Well I guess I have a scary dog because he has a killer big bark even when he wants a toy. The neighbor is always coming out thinking something is wrong because he sounds like he is attacking. It is usually him barking because he wants me to play and I am calling it quits or he is trying to entice one of the other dogs to play. Full mouth open all teeth shown and from deep within the chest. Anyone who sees or hears it won't believe it is only in play. Good luck teaching it, Ty does it if I blow at him, or move like I am going to play, not words only yet


----------



## Cassidy's Mom (Mar 30, 2003)

Halo has always had a full deep bark. Her "big girl" bark was really incongruous coming out of a cute little puppy! Keefer, on the other hand, does the high pitched whiny prey bark most of the time. So funny since he outweighs her by 20 pounds even now, lol!


----------



## Barb E (Jun 6, 2004)

Dante rarely "big boy" barks, when he does it startles me to no end









One night, middle of the night and I wake up to his big boy bark and him standing over me on the bed looking out the window









I had a little trouble going back to sleep


----------



## 3K9Mom (Jun 12, 2006)

> Originally Posted By: Cassidys MomHalo has always had a full deep bark. Her "big girl" bark was really incongruous coming out of a cute little puppy!


Celo too. Apparently his littermates all have the same deep bark and it can be traced back at least a couple generations. When he was a little guy, it was amazing to see that full voice come out of a tiny pup. He had the voice of a 150 lb mastiff.









I have to say, it IS handy. Now, I just cue him at the door when I want, and solicitors scurry down the street.


----------



## jarn (Jul 18, 2007)

I did some threat/alert bark training with Teagan before she was put down, and I agree with what Chris has posted. 

I'm assuming you want to train an alert bark?

Teagan loved doing it. She had a ball, even though it was serious work for her. 

I know of people who have trained alert barking on their own, but I'd recommend doing it with an experienced trainer. They can set up situations properly to bring out the dog's drives (defence or fight) and help you learn what to do as well. In terms of the serious bark, Teagan was generally an excited, high-pitched barker at home, but when we were working, she was deep and serious. I don't think I could've brought that out on my own. 

We used a 'watch' command and worked her in a treed area as well as in the car.


----------



## Barb E (Jun 6, 2004)

> Originally Posted By: 3K9MomI have to say, it IS handy. Now, I just cue him at the door when I want, and solicitors scurry down the street.

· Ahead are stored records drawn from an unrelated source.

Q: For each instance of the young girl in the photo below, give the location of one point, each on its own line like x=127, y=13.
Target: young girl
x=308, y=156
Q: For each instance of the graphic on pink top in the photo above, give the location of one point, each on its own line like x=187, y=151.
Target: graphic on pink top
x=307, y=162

Could you send him down here? I'm so annoyed lately with the magazines and new windows soliciations I could bark myself!

The other day someone did actually knock on my door (99.9% people use the bell) and then said something in a loud voice. Dante and I were here in the study at the time and he "big boy" barked. I praised him from here to tomorrow and only wished I had a clicker and some treats!

It was the UPS guy letting me know he was leaving a package at my door.


----------



## 3K9Mom (Jun 12, 2006)

Sure. I'll send him down. Oh, but you get squeaky voice -- but extremely feisty -- Meri too. They're a team.

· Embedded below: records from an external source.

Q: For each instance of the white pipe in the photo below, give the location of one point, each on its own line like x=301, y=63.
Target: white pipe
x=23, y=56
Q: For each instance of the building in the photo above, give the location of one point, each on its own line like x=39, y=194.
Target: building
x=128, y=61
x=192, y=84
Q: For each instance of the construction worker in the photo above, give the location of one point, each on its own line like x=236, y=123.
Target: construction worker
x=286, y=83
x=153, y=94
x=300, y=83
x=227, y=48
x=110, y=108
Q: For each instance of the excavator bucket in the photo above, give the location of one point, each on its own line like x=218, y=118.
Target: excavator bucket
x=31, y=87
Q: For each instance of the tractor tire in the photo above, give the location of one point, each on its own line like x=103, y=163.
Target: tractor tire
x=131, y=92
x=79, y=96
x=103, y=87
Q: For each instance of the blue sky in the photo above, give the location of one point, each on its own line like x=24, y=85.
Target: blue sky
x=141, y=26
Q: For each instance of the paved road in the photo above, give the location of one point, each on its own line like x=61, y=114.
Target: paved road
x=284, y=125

I guess I won't send you anything UPS. They almost certainly just marked your house as "dangerous dog" and will be leaving your packages outside your fence from now on.


----------



## Barb E (Jun 6, 2004)

I'm not sure the UPS man even heard, he was getting in his truck by the time I got to the door - it was a drop and run aka no signature needed









Besides I don't have a fence in the front

I'm not sure I can do a squeaky voice...but dang she's so stinkin' cute!!


----------



## jake (Sep 11, 2004)

Jake is NOT an always barky dog but has been known to bark at the moon and sometimemes row-row himself to sleep.BUT when he does his "big boy bark'I always check it out,Could be a car pulled into the driveway-latest was a nighttime jogger with a headlamp-sometimes a rare coyote near the fence.I ALWAYS reward a something different BIG BOY bark.


----------



## Chris Wild (Dec 14, 2001)

> Originally Posted By: trudyWell I guess I have a scary dog because he has a killer big bark even when he wants a toy.


Yes, some dogs do have deep, intense barking even in play or prey. But that is just part of the personality of that dog.

The point I was trying to make is that if the dog *naturally* has a higher pitched prey/play/frustration bark, there is very little the owner can do to change that because the sort of mental state it takes for that particular dog to achieve "big dog barking" is not something the owner alone can easily, or wisely, induce.


----------



## onyx'girl (May 18, 2007)

Karlo has a very deep bark, the deepest I have heard from a young dog, and one person described it as his DJ voice, very fitting!! It has nothing to do with prey at his age, just his vocals. Should have known when it changed at 4-5 months that I would end up with a big pony! 
I wonder what he'll sound like when his defense/fight drive really kiks in.


----------



## Virginia (Oct 2, 2008)

What about the alert barking that comes when someone knocks on the door or rings the doorbell? Would that be considered reactive aggression? 

When my boy is alerting to someone at the door, he's giving his deep, full bark, but his tail is wagging something fierce. Not the stiff, nervous wag that comes out when he's hunting rodents or in drive, but rather the "someone is coming over to pet me and I want to meet them" wag. We've done threat work in SchH before, and I've seen my pup give his serious, full bark, towards a decoy but the body language was completely different from when he's alerting me to someone at the door.

I'm thinking about re-shaping the way I'm teaching the "speak" by asking someone to knock on the door right when I tell him the command, so that he might associate the command with his alert barking. Would this work?


----------



## jake (Sep 11, 2004)

think reshaping or even correcting a dog bark may be wrong -maybe we should try to figure out dog language rather than correct it?Not referring to a yappy /very vocal dog


----------